Сравнительные морфометрические исследования плаценты показали , что при ВЗРП плода меняется кровообращение в ворсинах хориона (плодовая часть плаценты). Замедляется прирост диаметров аллантохориальных сосудов, уменьшается пространство, занимаемое просветом сосудов стволовых ворсин хориона, и средний объем сосудов резорбционных ворсин.

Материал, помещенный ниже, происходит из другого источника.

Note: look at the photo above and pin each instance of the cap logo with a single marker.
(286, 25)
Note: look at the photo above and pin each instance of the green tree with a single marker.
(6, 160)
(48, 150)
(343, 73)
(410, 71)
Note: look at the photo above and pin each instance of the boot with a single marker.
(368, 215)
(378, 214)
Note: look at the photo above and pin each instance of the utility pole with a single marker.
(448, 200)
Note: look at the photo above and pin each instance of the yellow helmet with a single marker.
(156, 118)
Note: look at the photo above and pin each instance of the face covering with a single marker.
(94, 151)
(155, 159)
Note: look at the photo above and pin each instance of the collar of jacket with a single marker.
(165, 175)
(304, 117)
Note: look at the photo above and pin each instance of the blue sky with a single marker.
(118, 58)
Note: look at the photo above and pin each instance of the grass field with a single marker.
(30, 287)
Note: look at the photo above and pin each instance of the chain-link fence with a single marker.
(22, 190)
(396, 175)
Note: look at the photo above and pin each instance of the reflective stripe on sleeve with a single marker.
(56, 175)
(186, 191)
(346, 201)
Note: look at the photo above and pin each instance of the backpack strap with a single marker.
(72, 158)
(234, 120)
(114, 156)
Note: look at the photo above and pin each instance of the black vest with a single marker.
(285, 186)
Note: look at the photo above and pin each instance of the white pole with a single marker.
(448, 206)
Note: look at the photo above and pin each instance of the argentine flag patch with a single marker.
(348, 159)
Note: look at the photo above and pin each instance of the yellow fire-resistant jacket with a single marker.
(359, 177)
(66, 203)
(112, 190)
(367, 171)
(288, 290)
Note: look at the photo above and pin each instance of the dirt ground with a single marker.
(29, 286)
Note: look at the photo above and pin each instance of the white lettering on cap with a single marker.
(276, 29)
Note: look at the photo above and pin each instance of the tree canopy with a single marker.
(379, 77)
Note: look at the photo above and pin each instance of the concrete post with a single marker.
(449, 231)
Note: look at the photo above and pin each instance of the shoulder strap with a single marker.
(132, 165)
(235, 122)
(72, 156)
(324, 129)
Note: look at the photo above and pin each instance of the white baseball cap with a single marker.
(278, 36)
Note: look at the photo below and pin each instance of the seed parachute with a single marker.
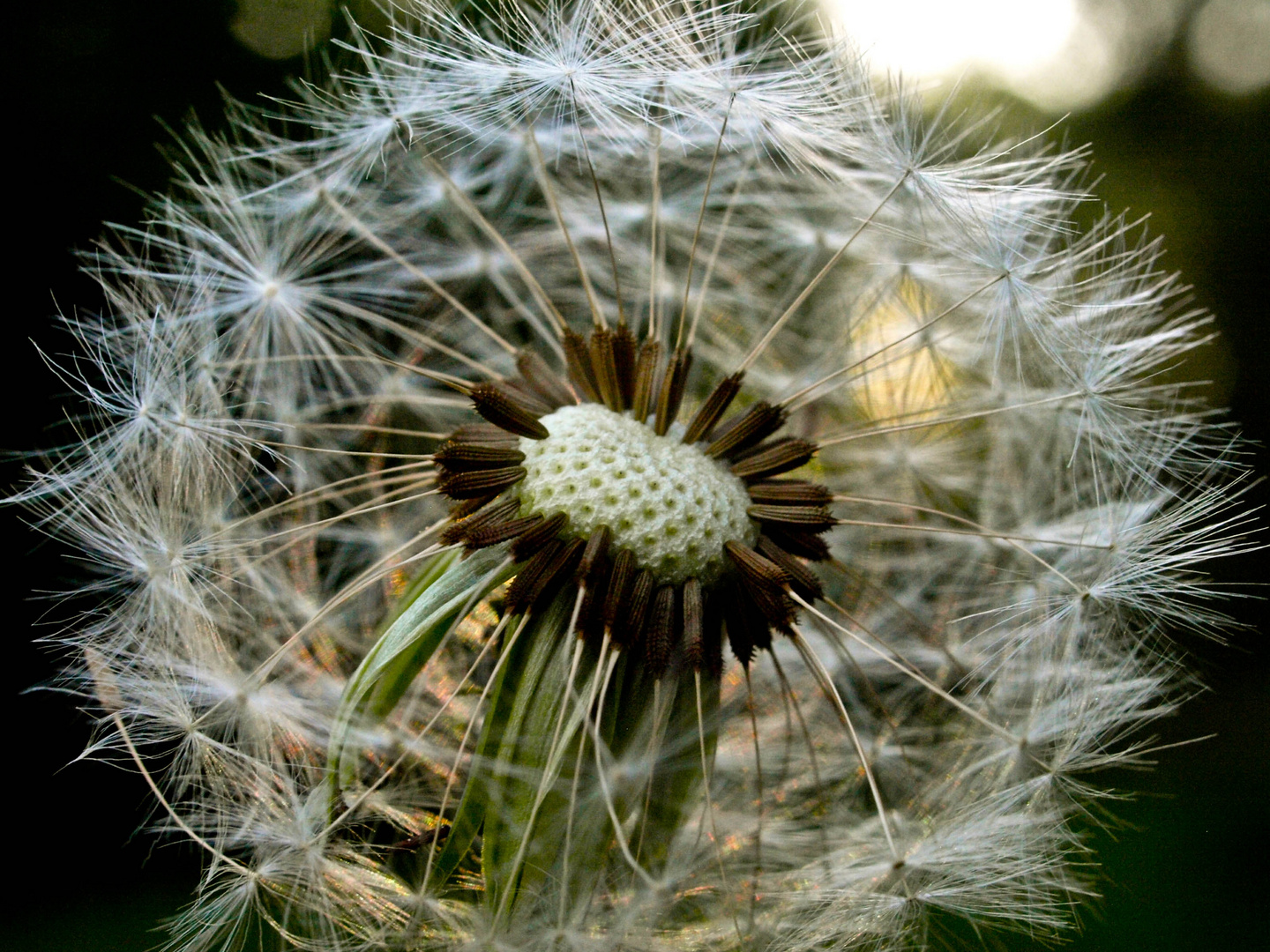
(603, 475)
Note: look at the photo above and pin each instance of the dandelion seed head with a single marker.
(669, 504)
(619, 479)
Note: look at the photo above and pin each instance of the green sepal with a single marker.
(446, 588)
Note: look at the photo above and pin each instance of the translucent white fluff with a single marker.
(669, 502)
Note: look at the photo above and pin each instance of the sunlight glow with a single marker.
(1059, 55)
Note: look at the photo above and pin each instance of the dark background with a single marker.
(1188, 870)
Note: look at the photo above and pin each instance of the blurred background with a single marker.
(1174, 95)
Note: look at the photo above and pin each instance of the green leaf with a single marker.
(444, 591)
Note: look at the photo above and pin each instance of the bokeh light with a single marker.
(1058, 55)
(1229, 45)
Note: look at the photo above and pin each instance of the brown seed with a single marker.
(773, 458)
(746, 626)
(542, 380)
(596, 551)
(577, 358)
(465, 524)
(803, 580)
(619, 582)
(556, 573)
(764, 583)
(482, 433)
(603, 367)
(502, 407)
(715, 405)
(492, 534)
(525, 397)
(479, 482)
(526, 582)
(646, 378)
(804, 545)
(635, 611)
(467, 507)
(475, 456)
(661, 632)
(788, 493)
(693, 625)
(671, 395)
(624, 361)
(758, 423)
(539, 536)
(808, 518)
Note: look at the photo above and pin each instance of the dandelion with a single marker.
(611, 478)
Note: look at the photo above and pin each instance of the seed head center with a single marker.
(669, 502)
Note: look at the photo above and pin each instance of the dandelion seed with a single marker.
(616, 480)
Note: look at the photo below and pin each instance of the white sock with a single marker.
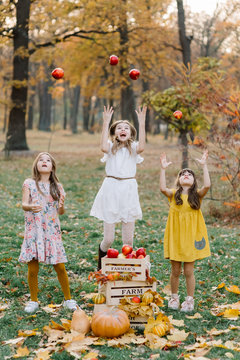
(108, 236)
(127, 233)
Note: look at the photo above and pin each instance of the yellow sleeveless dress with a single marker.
(185, 237)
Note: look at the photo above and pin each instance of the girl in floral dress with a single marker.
(43, 200)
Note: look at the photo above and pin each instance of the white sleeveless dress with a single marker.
(118, 200)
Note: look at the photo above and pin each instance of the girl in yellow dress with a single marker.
(185, 238)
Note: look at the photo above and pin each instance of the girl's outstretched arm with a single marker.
(141, 114)
(107, 115)
(206, 178)
(164, 164)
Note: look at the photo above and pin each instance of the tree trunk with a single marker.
(185, 41)
(65, 107)
(16, 134)
(184, 143)
(31, 108)
(45, 104)
(5, 112)
(74, 109)
(95, 105)
(86, 113)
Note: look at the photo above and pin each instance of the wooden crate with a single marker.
(116, 290)
(136, 266)
(138, 321)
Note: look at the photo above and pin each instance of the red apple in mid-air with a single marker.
(177, 114)
(136, 299)
(134, 74)
(126, 249)
(57, 73)
(141, 251)
(113, 60)
(112, 253)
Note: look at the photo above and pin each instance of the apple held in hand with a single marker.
(136, 299)
(113, 60)
(127, 249)
(58, 73)
(141, 251)
(134, 74)
(177, 114)
(112, 253)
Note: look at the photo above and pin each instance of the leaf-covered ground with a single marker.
(81, 173)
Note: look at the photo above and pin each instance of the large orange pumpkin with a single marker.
(110, 323)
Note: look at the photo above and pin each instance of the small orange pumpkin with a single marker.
(80, 322)
(160, 329)
(147, 298)
(110, 323)
(99, 299)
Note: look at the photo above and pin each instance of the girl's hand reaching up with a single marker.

Нарушение созревания плаценты проявляется уменьшением ее толщины и площади, которое в клинике определяется при ультразвуковом сканировании. Анализ результатов ультразвуковой плацентометрии показал, что у 2/3 беременных с задержкой внутриутробного развития плода существенно уменьшена толщина плаценты. У многих беременных отмечается преждевременное созревание плаценты. Таким образом , ультразвуковое обследование является ценным методом, который дает важную информацию для выявления синдрома задержки развития плода и предоставляет возможность наметить наиболее рациональную тактику ведения беременности.

 

ЛИТЕРАТУРА

  1. Горячев В.В. Хроническая плацентарная недостаточность и гипотрофия плода. Саратов.1990.
  2. Савельева Г.М., Федорова М.В., Клиненко П.А., Сичинава Л.Г. Плацентарная недостаточность. - Медицина. 1991 .
  3. Савельева Г.М., Панина О.Б., Сичинава Л.Г. и др. Проблемы беременности. 2000, С. 17-20.
  4. Рыбкина Н.Л., Недоношенные дети : фетоинфальтильные потери заболеваемость, гормональные особенности периода адаптации: автореферат диссертации к.м.н. Казань. 2000.
  5. Демидов В.Н., Розенфельд Б.Е. //Проблемы репродуктологии 1998.№4. С. 11-16.
  6. Логвинова И.И., Емельянова А.С. Рос. педиатрический журнал. 2000 №3, 50-54.
  7. Медведев М.В., Юдина Е.В. Задержка внутриутробного развития плода 2-е изд. Москва , 1998.
  8. Хитров М.В., Охапкин М.Б. ультразвуковая диагностика в акушерстве, гинекологии и педиатрии. 2000, №4 С. 45-49.